A Perspective on Studio Sound Mixing

Our very own Joe McCargar has some colorful thoughts he’d like to share on the art of mixing.


For those of you with experience in a recording workflow, you understand that there’s recording (or tracking), and then there’s this other thing called mixing, mixdown, or remixing. It’s a separate process which requires additional time and budget.

I like to say that if you have a rather complex recording with, say, 28 tracks, it’s not finished. It’s not finished because you can’t listen in “twenty-eighteo.” You listen in stereo. You have to combine the 28 separate elements to produce a single stereo file or master tape.

This is a concept that those new to the process must understand, but often don’t. So they’re unpleasantly surprised when they are told that more time, effort, and money must be spent on this other thing beyond tracking. To those less familiar with the process, here’s my perspective:

The goal of a great mix is to paint a stereo audio image that is clear, defined, and novel from moment to moment. In the abstract, you must be able to “walk around in your mix” without bumping into anything. An experienced sound engineer uses the FIVE PRIMARY COLORS OF MIXING:

  1. Relative Volume (or, “the blend”): Relative volume helps important elements stand out in the mix. If something is relatively louder than something else, it stands out. It tells your brain, “This sound is important. Focus on it.” This may seem obvious, because it’s nature’s way. But there are true subtleties to this.
  1. Equalization: Equalization manipulates the bass & treble frequencies. You want each frequency range to have its own sonic space in terms of tone or timbre. If sounds are “pulled apart” in this way, you don’t have to use brute loudness to get them to stand out from each other.
  1. Panning: Panning gives a feeling of realism to a two-dimensional space. Your brain processes left- and right-originating sounds separately. Sounds on the edges are heard as truly separate. You can walk between them psycho-acoustically without having to  walk sideways or pinch your shoulders.
  1. Effects: Effects create novelty, enhance the stereo image, and create depth. Utilizing (special) effects provides a space for a performance to occur and increases the “what’s that?” factor. Remember what I said above: a mix must be “novel from moment to moment.” Every time your mind says, “What’s that?” you are renewing your attention. And how can you appreciate something if you’re not paying attention? People pay good money for what catches and holds their attention.
  1. Arranging on the Fly: If elements are clashing or confusing and you can’t make them work using another color or colors, take them out . . . either partially or altogether. Use the control you have over the presence or absence of a sound to build drama and intensity in a mix. Don’t forget that a sound disappearing then reappearing raises the “what’s that” quotient.
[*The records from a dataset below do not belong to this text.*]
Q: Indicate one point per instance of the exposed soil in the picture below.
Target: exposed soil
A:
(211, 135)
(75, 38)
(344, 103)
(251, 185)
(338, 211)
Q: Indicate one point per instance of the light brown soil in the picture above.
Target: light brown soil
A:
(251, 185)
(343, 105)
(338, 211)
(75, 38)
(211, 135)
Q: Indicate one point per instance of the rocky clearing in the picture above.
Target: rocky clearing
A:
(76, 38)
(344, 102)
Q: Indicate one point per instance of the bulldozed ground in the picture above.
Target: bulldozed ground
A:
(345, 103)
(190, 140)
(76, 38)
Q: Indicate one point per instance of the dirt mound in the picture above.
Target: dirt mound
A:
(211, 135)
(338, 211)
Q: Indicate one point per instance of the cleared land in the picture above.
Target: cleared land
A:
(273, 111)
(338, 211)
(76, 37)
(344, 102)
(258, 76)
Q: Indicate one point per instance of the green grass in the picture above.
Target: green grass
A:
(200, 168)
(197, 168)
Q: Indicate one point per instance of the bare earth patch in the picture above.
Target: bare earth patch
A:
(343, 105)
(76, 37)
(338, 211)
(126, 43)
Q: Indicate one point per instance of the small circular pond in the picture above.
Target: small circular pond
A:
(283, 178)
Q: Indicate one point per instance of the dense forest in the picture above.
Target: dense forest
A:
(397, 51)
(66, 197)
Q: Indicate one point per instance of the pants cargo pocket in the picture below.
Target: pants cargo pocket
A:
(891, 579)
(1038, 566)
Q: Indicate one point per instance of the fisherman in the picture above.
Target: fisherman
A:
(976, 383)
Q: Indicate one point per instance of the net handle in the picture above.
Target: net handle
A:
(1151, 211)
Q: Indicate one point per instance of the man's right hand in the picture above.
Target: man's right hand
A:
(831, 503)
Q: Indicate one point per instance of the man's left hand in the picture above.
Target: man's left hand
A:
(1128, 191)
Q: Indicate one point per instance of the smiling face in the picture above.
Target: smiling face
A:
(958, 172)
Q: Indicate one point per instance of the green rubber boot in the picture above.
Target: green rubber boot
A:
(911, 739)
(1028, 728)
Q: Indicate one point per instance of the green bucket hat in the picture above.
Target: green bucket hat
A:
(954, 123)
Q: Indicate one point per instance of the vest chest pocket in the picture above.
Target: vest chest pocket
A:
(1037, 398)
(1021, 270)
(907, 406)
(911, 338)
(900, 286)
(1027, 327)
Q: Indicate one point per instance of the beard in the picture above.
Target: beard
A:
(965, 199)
Finally, overlaid on this Rubik’s Cube of choices there’s . . .

The Concept of Continuous vs. Periodic

Continuous sounds provide a foundation and a forward-moving vector for punctuating (short envelope, periodic) sound to ride along on. Continuous sounds provide flow, while punctuating sounds provide punch and novelty. A balance between these two types of sounds lends impact and direction. Overbearing continuous sounds sap the punch from the punctuating sounds, while not enough flow creates a sense of emptiness with nothing to bind together the “events” of the production. You need trance plus nuance . . . punch plus flow. Or, to paraphrase an analogy used by legendary film editor and sound designer Walter Murch, “You need a forest AND trees.”

To summarize: making “twenty-eighteo” into stereo is a separate, infinitely variable, value-adding, and technically necessary process in audio production that costs time and money. It is completely separate from the original recording process. How your sound engineer handles this vital step can make or break your art. By understanding what goes into it, you can enhance your role as an artist and make the relationship with your engineer a truly collaborative one.